Un homme vivant dans la région lyonnaise a été mis en examen, notamment pour corruption de mineur, après avoir réussi à pénétrer la messagerie destinée aux 8-12 ans Xooloo Messenger, a rapporté dimanche Le Progrès. Selon le quotidien, le suspect se serait fait passer pour « Coraline Line » et aurait, en février dernier, entré en contact avec au moins une fillette de 10 ans. Il lui aurait envoyé des images à caractère sexuel et demandé des photos d’elle, tout en tentant de l’inciter à des gestes intimes, sans succès.
Les faits reconstitués
D’après les éléments publiés par Le Progrès, la fillette a avoué les faits à ses parents, qui ont déposé plainte auprès de la gendarmerie le lendemain. L’enquête, ouverte après cette plainte, a conduit à l’identification du suspect, employé dans une entreprise de transport, et à sa mise en examen par la justice.

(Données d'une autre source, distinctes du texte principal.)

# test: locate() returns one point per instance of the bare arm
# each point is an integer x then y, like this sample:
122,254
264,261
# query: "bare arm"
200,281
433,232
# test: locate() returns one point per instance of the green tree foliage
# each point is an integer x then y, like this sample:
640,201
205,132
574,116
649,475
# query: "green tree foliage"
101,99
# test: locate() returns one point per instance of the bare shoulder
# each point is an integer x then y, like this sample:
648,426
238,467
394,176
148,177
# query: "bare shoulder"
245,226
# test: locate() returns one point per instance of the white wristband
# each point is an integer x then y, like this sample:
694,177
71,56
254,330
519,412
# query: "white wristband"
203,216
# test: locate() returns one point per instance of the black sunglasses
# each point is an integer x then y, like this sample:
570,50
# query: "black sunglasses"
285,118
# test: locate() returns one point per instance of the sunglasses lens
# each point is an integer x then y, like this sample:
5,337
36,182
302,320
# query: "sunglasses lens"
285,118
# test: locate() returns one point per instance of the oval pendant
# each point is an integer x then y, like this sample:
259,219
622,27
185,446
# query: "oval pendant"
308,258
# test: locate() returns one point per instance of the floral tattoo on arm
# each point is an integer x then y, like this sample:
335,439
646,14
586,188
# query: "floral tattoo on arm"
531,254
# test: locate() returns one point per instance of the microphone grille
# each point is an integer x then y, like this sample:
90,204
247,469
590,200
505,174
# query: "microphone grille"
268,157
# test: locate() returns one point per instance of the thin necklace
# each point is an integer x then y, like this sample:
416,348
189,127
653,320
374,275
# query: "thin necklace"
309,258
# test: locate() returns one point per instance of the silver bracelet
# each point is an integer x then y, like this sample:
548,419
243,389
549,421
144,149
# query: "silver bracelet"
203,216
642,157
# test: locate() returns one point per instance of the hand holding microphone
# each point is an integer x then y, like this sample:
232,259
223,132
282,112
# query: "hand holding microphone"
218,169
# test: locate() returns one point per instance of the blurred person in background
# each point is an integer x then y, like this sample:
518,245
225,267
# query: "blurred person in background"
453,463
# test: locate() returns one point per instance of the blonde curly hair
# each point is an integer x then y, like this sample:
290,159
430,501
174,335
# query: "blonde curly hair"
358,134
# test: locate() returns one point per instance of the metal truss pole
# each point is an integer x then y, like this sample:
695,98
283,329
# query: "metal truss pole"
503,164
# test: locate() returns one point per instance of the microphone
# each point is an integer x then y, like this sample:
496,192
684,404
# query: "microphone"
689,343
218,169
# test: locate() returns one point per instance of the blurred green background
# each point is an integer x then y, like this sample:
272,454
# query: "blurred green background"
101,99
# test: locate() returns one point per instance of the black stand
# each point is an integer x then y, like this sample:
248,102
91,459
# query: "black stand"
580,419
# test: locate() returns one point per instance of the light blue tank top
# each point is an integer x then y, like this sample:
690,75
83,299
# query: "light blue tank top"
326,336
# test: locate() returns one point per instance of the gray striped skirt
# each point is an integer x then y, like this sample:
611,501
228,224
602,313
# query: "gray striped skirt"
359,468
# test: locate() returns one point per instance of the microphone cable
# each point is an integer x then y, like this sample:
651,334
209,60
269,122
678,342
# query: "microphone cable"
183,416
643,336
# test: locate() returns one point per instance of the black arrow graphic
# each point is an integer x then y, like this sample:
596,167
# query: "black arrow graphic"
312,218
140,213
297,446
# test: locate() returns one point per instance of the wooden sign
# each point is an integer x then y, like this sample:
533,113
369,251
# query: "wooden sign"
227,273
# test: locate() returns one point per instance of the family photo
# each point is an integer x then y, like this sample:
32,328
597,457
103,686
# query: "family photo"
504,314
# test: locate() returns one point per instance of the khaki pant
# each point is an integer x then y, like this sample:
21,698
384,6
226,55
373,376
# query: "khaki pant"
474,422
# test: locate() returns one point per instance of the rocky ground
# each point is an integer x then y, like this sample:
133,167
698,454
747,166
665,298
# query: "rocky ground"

Xooloo Messenger se présente comme une messagerie « sécurisée » : des « codes amis » permettent, en théorie, de n’échanger qu’avec des personnes connues. Pourtant, le mis en examen aurait réussi à entrer en contact avec la mineure via un système de « classes » et de relations communes proposé par l’application, contournant ainsi les protections attendues.
Réaction de la messagerie et suite judiciaire
Auprès du Progrès, le cofondateur de Xooloo a assuré que le compte du suspect avait été suspendu et que l’ensemble des communications avaient été transmises aux enquêteurs. Des mesures de renforcement de la sécurité auraient également été mises en place sur la plateforme, indique le journal. Le parquet et la gendarmerie en charge de l’affaire n’ont pas été cités directement dans le compte-rendu consulté.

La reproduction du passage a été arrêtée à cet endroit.